Староста очень забеспокоился, просил, чтобы все запомнили, как он не хотел идти в старосты и как он старался кого можно спасти. Все это было враньё. Старосте так и сказали, и он совсем приуныл.
Вечером все собрались на улице — послушать стрельбу. Стрельба слышалась очень ясно. Сначала думали — это потому, что ветер попутный, но оказалось, что ветер совсем не попутный, а просто за сутки фронт очень приблизился. Коля побежал рассказать об этом Лене. Лена заволновалась. Она последнее время все думала о встрече с отцом, у всех спрашивала, узнает ли он её. Ведь, наверное, она очень переменилась за эти три года. Вдруг он её не признает своею дочерью?
На следующий день Лена впервые вышла на улицу. Коля и Владик зашли за нею пораньше утром. У всех домов её приветствовали хозяйки и приглашали зайти. Фокстерьер прыгал вокруг и вилял обрубком хвоста, ворон без конца кричал: «Воронок, Воронуша!», и кот, не любивший выходить из дому, на этот раз вышел на крыльцо.

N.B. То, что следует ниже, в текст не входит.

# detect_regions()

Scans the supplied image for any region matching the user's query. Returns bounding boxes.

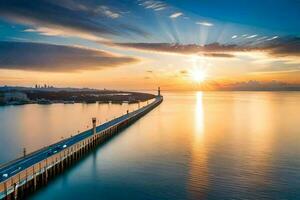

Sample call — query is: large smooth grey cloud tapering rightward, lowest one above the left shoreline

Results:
[0,41,138,72]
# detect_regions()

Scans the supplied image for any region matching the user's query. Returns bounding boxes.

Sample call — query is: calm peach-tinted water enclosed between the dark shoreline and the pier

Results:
[0,101,145,164]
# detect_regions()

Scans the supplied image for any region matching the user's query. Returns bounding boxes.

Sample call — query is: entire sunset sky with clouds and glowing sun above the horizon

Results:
[0,0,300,90]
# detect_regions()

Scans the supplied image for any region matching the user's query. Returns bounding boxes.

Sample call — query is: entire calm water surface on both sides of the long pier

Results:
[0,92,300,200]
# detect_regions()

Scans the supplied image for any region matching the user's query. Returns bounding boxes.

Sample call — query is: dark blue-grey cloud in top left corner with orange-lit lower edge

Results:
[0,0,148,40]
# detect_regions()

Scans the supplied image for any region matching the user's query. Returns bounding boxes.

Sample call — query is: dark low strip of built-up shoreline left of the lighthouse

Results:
[0,88,155,106]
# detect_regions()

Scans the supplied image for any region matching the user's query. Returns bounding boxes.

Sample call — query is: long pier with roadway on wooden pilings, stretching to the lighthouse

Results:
[0,94,163,199]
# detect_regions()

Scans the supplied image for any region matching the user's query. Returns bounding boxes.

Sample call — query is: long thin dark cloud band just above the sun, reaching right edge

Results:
[109,37,300,58]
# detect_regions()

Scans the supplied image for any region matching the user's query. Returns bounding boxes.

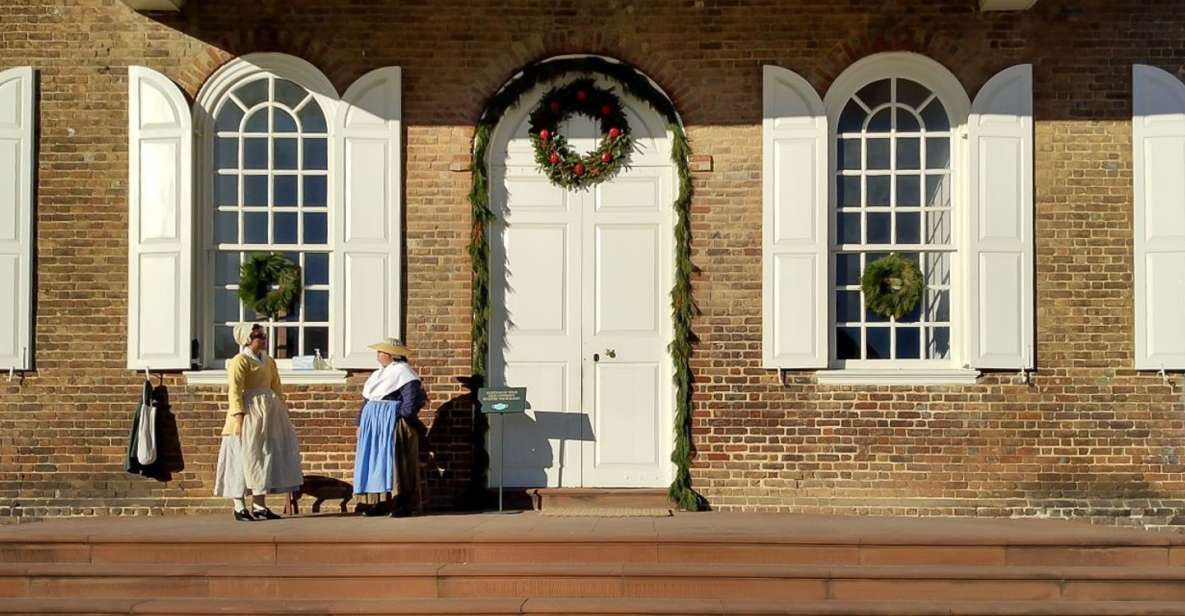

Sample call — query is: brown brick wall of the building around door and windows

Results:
[0,0,1185,525]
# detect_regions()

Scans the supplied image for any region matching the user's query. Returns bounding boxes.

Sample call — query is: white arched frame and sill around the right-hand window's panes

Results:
[819,52,978,376]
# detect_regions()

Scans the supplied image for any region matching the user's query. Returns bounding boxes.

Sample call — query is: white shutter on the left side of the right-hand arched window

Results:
[761,66,831,368]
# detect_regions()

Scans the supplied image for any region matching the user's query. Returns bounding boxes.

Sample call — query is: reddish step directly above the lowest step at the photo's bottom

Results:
[0,563,1185,602]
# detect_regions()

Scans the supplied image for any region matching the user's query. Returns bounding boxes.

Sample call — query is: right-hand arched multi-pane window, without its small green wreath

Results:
[826,54,968,366]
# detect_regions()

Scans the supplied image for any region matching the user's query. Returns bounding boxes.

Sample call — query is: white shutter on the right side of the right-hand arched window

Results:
[966,64,1035,368]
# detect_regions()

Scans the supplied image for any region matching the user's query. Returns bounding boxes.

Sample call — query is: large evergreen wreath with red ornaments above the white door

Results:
[530,78,634,190]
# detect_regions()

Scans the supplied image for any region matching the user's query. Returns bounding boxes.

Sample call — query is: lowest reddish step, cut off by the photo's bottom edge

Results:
[0,598,1185,616]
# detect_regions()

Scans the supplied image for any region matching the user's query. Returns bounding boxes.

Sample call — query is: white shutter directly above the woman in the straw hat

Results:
[331,66,403,368]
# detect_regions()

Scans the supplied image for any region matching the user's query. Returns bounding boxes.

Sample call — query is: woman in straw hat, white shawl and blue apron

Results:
[354,338,425,518]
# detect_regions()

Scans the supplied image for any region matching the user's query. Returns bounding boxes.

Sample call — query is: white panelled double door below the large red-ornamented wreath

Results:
[488,133,674,487]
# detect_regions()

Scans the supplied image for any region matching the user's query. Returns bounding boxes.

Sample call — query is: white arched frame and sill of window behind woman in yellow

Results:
[187,53,346,385]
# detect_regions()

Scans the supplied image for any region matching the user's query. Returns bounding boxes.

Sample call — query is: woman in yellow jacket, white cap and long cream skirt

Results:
[214,323,305,521]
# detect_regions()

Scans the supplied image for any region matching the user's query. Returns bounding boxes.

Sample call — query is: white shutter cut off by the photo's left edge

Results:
[0,66,37,371]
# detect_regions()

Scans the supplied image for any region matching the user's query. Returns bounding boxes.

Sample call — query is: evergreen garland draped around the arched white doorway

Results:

По случаю выздоровления Лены решили на следующий день устроить праздничный обед. На первое должна была быть уха из рыбы, которую наловит Владик. На второе — грибы. На третье — ягоды, которые соберёт Коля.
Вечером Василия Георгиевича срочно вызвали в деревню километров за двадцать. Там заболела женщина, и помощь нужна была немедленно. Фельдшер уложил в чемоданчик инструменты и отправился, пообещав вернуться поскорее. Однако вернулся он только на следующий день к вечеру. Настроение у него было мрачное, за ужином он молчал, недовольно фыркал и топорщил усы. Когда Лена ушла спать — она после болезни была ещё слаба и ложилась спать рано, — Василий Георгиевич вдруг выпалил:
— Лену по соседним деревням, оказывается, ищут.
Коля вздрогнул от неожиданности и открыл широко глаза.
— Да-да, — продолжал фельдшер, — в ту деревню уже приезжали. Опрашивали жителей, не проходили ли мальчик и девочка. Скоро, наверное, и к нам приедут.